I wrote a simple patch that allows to define per-UID virtual memory overcommit handling.
Configuration is stored in a hash list in kernel space reachable through /proc/overcommit_uid (surely there're better ways to do it, i.e. via configfs).
Since most of the time we've readers, the concurrent read/write accesses of the hash list are synchronized using the RCU (Read Copy Update) mutual exclusion.
Hash elements are defined using a triple:
The overcommit_* values have the same semantic of their respective sysctl variables. If a user is not present in the hash, the default system policy will be used (defined by /proc/sys/vm/overcommit_memory and /proc/sys/vm/overcommit_ratio).

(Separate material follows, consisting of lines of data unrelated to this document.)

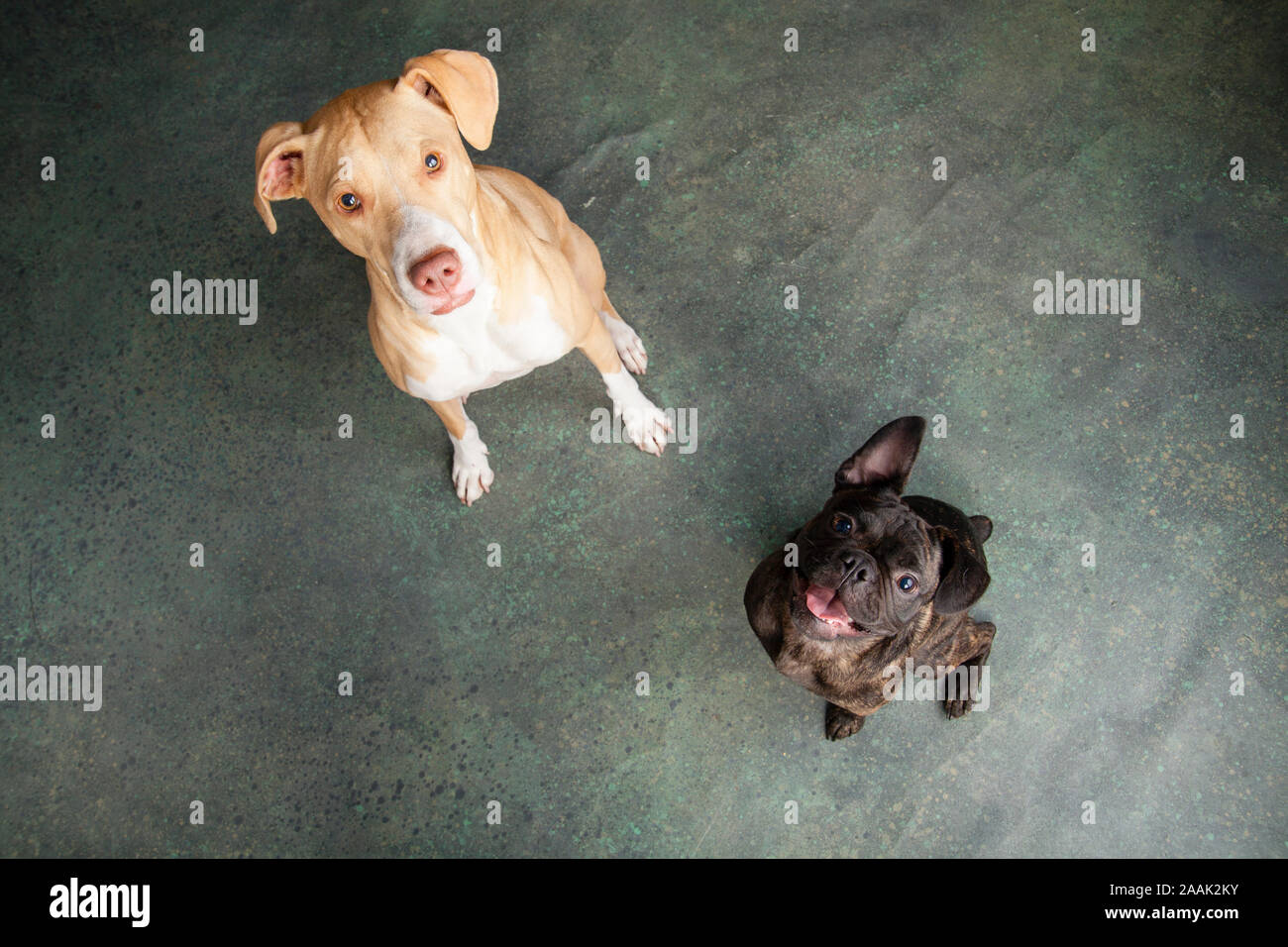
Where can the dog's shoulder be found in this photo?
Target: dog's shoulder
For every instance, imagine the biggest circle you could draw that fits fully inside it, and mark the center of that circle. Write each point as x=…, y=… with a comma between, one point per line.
x=970, y=531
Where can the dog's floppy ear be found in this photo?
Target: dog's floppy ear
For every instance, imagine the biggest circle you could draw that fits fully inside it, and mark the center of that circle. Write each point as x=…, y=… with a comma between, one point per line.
x=464, y=84
x=962, y=578
x=887, y=459
x=278, y=167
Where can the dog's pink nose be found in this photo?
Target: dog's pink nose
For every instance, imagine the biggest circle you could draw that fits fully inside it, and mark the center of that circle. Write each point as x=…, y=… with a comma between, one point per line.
x=438, y=273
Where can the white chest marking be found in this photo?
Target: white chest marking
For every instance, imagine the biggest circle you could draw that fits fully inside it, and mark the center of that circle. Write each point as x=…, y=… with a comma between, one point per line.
x=469, y=350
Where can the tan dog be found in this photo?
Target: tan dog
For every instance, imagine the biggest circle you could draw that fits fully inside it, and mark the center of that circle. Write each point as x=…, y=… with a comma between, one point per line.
x=477, y=274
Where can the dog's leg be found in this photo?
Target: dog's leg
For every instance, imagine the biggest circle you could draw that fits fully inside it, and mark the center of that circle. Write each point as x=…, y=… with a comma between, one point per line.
x=840, y=723
x=630, y=350
x=961, y=702
x=645, y=425
x=471, y=471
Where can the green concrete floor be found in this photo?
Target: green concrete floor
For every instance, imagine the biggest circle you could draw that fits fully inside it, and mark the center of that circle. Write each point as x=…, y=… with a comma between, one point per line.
x=518, y=684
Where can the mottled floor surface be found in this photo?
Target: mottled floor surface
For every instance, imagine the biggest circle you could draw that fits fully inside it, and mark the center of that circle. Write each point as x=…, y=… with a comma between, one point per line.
x=1109, y=684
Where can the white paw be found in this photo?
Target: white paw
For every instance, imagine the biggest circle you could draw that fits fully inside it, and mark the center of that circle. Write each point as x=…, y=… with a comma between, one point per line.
x=471, y=471
x=629, y=346
x=644, y=424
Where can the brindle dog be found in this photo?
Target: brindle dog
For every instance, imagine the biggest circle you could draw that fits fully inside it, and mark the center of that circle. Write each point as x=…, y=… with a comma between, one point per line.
x=876, y=579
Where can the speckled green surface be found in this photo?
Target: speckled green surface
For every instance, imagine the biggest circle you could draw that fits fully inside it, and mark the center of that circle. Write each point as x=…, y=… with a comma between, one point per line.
x=518, y=684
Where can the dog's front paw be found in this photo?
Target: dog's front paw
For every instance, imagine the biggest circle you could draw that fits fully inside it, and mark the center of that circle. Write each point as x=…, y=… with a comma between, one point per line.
x=958, y=706
x=471, y=471
x=645, y=425
x=630, y=350
x=840, y=723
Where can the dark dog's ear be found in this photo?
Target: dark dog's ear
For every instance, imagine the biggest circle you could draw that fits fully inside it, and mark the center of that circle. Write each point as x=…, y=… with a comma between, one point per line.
x=887, y=459
x=962, y=578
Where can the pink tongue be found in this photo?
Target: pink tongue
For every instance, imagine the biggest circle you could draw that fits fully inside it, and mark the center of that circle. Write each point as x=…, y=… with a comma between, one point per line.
x=825, y=604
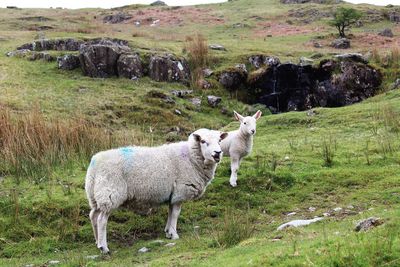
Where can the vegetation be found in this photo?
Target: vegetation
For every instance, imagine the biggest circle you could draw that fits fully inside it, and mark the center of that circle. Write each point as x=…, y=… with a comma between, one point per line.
x=344, y=18
x=342, y=157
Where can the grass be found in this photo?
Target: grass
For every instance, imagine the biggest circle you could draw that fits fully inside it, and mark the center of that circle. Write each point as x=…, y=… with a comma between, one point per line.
x=341, y=157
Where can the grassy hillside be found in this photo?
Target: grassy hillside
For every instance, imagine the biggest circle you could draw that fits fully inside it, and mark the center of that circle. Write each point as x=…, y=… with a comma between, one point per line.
x=310, y=162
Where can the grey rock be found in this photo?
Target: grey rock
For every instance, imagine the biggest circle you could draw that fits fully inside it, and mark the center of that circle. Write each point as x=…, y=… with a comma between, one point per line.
x=386, y=32
x=217, y=47
x=130, y=66
x=68, y=62
x=213, y=101
x=168, y=68
x=367, y=224
x=341, y=43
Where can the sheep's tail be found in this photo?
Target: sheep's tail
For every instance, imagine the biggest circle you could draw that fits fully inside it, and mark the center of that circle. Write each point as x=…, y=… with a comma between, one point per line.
x=89, y=183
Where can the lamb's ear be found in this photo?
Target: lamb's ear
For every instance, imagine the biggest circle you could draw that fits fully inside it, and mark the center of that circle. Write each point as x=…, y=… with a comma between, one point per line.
x=223, y=136
x=257, y=115
x=238, y=116
x=197, y=137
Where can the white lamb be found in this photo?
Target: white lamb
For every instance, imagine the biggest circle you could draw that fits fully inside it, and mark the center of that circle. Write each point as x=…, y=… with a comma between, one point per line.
x=239, y=143
x=141, y=177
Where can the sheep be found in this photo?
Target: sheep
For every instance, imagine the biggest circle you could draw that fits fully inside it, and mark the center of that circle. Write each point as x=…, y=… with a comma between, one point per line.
x=142, y=177
x=239, y=143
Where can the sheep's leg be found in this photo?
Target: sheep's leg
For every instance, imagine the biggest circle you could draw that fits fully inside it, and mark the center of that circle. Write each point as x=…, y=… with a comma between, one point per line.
x=102, y=231
x=235, y=162
x=176, y=210
x=168, y=225
x=94, y=215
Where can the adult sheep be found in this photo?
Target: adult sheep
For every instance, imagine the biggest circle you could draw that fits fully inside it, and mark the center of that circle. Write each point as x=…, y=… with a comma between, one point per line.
x=141, y=177
x=240, y=142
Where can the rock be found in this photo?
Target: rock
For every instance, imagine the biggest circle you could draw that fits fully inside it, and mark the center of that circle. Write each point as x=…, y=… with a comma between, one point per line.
x=158, y=3
x=117, y=18
x=386, y=32
x=306, y=61
x=213, y=101
x=341, y=43
x=207, y=73
x=129, y=66
x=168, y=68
x=217, y=47
x=356, y=57
x=367, y=224
x=68, y=62
x=196, y=101
x=396, y=84
x=181, y=93
x=143, y=250
x=298, y=223
x=100, y=59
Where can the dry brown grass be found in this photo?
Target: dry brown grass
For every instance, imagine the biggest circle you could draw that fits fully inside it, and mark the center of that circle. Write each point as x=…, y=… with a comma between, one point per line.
x=30, y=145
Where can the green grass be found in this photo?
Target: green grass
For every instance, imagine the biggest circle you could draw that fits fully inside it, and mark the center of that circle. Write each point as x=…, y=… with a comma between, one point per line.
x=287, y=171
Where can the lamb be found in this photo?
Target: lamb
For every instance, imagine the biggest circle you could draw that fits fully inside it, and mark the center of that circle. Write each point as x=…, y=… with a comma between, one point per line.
x=142, y=177
x=239, y=143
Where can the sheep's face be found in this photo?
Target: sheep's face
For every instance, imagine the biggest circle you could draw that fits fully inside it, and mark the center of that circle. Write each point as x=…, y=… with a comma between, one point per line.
x=248, y=124
x=209, y=142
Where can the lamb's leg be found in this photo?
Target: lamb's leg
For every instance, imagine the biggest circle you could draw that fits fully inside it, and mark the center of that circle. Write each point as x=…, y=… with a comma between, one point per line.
x=94, y=215
x=176, y=210
x=102, y=231
x=168, y=225
x=235, y=162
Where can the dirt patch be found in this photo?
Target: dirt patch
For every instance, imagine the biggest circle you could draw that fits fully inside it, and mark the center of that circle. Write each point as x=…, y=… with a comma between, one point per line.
x=173, y=17
x=283, y=29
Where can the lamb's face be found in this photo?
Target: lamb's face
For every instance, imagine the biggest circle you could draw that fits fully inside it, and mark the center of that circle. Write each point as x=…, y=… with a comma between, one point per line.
x=210, y=144
x=248, y=124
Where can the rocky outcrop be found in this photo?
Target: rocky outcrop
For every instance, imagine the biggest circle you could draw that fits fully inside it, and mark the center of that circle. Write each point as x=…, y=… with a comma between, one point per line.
x=341, y=43
x=288, y=86
x=130, y=66
x=168, y=68
x=68, y=62
x=100, y=59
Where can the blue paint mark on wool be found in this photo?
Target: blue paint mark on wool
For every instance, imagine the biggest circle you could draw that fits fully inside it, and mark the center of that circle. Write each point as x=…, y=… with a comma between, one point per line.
x=127, y=154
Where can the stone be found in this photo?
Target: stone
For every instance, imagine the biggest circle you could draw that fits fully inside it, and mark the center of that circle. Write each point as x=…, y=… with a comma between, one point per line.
x=213, y=101
x=181, y=93
x=298, y=223
x=168, y=68
x=68, y=62
x=217, y=47
x=117, y=18
x=356, y=57
x=367, y=224
x=100, y=59
x=386, y=32
x=341, y=43
x=130, y=66
x=143, y=250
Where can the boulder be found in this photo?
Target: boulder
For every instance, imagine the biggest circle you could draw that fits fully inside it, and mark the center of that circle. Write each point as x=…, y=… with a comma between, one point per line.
x=213, y=101
x=386, y=32
x=168, y=68
x=100, y=59
x=68, y=62
x=341, y=43
x=130, y=66
x=117, y=18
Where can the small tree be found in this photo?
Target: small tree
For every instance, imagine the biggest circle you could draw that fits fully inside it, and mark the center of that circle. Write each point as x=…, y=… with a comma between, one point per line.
x=343, y=18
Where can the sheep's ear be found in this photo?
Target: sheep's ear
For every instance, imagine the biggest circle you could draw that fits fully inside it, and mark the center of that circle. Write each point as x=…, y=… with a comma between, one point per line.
x=197, y=137
x=257, y=115
x=223, y=136
x=238, y=116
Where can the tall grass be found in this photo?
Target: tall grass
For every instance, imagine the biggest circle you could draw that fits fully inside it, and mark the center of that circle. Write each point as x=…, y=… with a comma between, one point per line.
x=30, y=145
x=197, y=49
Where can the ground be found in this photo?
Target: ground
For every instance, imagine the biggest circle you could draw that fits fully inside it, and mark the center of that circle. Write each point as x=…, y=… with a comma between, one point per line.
x=342, y=157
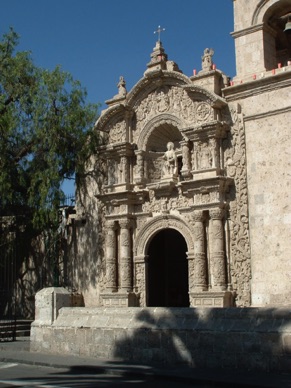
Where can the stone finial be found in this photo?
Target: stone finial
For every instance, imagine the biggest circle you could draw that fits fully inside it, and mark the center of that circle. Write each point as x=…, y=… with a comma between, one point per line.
x=158, y=58
x=207, y=62
x=121, y=87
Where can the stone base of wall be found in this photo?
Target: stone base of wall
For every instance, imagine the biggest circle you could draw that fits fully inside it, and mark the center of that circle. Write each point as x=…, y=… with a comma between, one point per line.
x=251, y=338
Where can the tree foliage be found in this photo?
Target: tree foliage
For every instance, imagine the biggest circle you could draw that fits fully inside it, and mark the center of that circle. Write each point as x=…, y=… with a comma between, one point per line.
x=45, y=127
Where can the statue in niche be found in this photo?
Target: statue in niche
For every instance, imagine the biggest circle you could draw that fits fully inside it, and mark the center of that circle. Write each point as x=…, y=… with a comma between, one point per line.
x=207, y=59
x=170, y=167
x=204, y=156
x=121, y=87
x=162, y=100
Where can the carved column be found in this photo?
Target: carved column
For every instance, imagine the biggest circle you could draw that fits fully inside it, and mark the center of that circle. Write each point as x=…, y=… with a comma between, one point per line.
x=217, y=254
x=139, y=178
x=185, y=171
x=140, y=275
x=200, y=265
x=110, y=246
x=125, y=256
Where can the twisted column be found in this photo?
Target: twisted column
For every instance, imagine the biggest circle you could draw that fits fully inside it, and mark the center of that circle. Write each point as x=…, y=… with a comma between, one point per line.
x=186, y=160
x=125, y=256
x=200, y=265
x=217, y=254
x=110, y=258
x=139, y=178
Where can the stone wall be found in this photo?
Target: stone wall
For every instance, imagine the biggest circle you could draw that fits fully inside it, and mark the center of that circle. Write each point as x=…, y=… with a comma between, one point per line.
x=250, y=338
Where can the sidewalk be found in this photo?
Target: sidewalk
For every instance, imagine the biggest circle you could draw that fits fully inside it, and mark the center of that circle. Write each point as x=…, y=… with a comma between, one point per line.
x=18, y=352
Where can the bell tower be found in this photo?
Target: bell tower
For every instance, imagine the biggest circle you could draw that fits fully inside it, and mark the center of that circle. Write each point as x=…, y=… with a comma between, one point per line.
x=262, y=33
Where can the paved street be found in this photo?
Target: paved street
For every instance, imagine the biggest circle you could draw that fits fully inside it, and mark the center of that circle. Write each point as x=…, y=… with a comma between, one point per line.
x=17, y=375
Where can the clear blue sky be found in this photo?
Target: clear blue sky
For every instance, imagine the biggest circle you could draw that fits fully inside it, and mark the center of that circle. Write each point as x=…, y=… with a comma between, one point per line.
x=99, y=40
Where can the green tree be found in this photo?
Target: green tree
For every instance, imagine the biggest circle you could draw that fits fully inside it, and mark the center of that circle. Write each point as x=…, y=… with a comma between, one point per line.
x=45, y=132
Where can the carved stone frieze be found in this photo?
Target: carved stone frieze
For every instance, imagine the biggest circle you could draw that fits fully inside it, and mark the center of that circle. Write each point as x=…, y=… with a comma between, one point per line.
x=117, y=132
x=175, y=101
x=159, y=223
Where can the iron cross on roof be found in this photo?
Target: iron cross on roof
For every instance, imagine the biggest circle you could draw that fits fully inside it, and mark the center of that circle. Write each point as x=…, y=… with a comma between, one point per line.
x=158, y=31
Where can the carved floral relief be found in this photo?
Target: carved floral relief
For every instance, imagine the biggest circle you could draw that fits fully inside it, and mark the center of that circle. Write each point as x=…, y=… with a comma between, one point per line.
x=235, y=163
x=174, y=100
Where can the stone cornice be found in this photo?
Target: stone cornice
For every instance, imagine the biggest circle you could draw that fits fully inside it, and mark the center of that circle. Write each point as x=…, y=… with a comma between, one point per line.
x=109, y=113
x=216, y=101
x=247, y=31
x=263, y=115
x=258, y=86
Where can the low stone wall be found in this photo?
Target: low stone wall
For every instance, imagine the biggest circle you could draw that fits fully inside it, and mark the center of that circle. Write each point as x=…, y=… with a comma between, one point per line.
x=250, y=338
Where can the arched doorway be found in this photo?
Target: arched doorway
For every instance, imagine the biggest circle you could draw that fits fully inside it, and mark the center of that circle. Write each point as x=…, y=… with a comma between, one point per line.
x=167, y=276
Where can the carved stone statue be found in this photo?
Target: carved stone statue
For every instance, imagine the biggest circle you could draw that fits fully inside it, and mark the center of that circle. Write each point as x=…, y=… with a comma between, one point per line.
x=207, y=59
x=170, y=167
x=121, y=87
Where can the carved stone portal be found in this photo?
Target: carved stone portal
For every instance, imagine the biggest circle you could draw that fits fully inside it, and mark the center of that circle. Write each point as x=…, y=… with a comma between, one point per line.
x=171, y=167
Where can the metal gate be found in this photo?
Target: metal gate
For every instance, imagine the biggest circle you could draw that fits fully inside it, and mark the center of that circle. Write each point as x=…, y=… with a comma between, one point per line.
x=8, y=254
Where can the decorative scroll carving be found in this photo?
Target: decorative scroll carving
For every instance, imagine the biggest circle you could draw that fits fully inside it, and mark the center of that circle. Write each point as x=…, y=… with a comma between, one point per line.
x=207, y=60
x=238, y=214
x=117, y=132
x=110, y=245
x=170, y=168
x=174, y=101
x=204, y=155
x=112, y=172
x=203, y=111
x=125, y=255
x=159, y=223
x=200, y=267
x=217, y=254
x=123, y=170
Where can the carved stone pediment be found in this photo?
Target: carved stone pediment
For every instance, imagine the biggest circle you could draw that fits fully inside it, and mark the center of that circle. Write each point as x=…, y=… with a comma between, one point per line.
x=163, y=188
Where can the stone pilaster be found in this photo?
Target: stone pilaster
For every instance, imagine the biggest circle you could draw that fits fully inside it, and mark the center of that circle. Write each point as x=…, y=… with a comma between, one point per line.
x=200, y=265
x=111, y=267
x=125, y=256
x=186, y=159
x=139, y=177
x=140, y=270
x=217, y=254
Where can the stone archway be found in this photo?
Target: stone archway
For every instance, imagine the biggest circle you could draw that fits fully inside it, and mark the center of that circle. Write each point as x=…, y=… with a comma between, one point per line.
x=142, y=246
x=167, y=270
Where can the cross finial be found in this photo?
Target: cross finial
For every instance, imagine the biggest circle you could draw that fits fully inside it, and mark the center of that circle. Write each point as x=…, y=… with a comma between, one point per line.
x=158, y=31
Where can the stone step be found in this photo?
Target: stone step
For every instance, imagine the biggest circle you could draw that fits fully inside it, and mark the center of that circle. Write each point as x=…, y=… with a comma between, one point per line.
x=21, y=327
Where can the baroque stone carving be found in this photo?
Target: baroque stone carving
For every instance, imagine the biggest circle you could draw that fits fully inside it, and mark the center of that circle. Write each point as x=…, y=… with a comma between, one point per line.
x=239, y=227
x=174, y=101
x=117, y=132
x=159, y=223
x=170, y=167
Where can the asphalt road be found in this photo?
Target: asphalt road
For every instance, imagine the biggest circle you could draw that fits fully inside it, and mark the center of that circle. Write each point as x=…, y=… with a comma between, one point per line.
x=27, y=376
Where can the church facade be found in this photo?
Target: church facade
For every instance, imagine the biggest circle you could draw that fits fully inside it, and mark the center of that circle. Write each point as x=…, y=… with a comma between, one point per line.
x=187, y=201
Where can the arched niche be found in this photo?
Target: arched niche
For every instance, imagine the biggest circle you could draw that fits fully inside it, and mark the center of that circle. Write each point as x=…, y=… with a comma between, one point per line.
x=157, y=224
x=277, y=44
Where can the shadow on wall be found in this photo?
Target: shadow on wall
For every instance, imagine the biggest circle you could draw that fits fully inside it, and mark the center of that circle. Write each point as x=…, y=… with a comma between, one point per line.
x=249, y=339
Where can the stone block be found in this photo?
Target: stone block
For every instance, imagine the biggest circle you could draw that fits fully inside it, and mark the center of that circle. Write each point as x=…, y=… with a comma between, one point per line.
x=48, y=302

- admin can allocate full memory + swap:
root@host # echo 0:2:100 > /proc/overcommit_uid
- processes belonging to sshd (uid=100) and ntp (uid=102) users can be quite critical, so use the same policy of the admin:
root@host # echo 100:2:100 > /proc/overcommit_uid
root@host # echo 102:2:100 > /proc/overcommit_uid
- Others can allocate up to the swap + 60% of the available RAM:
root@host # echo 2 > /proc/sys/vm/overcommit_memory && echo 60 > /proc/sys/vm/overcommit_ratio
The result in the example above is that the memory is never overcommitted (due to the value 2 in overcommit_memory) and the 40% of the RAM is used as spare memory, reserved for root processes and critical services only. Normal users can use only the 60% of the RAM. So, in conclusions, non-privileged users never hog the machine.
You can play with per-user overcommit parameters to implement your own VM allocation rules.
This is only a very simple approach to user resource management. If you want a more flexible, complete and powerful approach look at the containers work, a very interesting project actively developed in Linux.